Case Study
Introducing the HOP approach in Emergency Services
Many organisations start their safety journey from a traditional mindset: when something goes wrong, the focus is often on the individual. What did they do wrong? What rule wasn’t followed? Who is responsible?
This approach is familiar, fast, and often feels like it creates clarity – or at least gives us an answer. However, it can also give us a false narrative of what actually happened. It often reduces our complex work into individual actions and misses the wider system conditions that shaped those actions in the first place.
Human and Organisational Performance (HOP) offers a different way of seeing events.
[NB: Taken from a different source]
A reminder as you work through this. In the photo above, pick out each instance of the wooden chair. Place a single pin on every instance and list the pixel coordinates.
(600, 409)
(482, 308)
Instead of focusing on the failures of individuals, we look at the context; how the work is designed, but also how it is carried out in real conditions.
It’s helpful to know that shifting toward HOP does not require starting from a “perfect” culture (if there were ever such a thing). Change can begin inside organisations that still carry strong traditional, compliance-based thinking. In fact, we have seen some of the most meaningful progress happening in these types of environments.
This is because HOP is not about replacing and changing everything overnight. It starts small - such as shifts in language moving from “who is at fault?” to “how did this make sense at the time?”.
The video below from our past HOP & Learning Teams course participant is a great example of this.
The key takeaway? You do not need to wait for a fully transformed culture to start working differently. HOP can begin anywhere, because it starts not with systems, but with conversations.
And once the conversation changes, everything else starts to shift.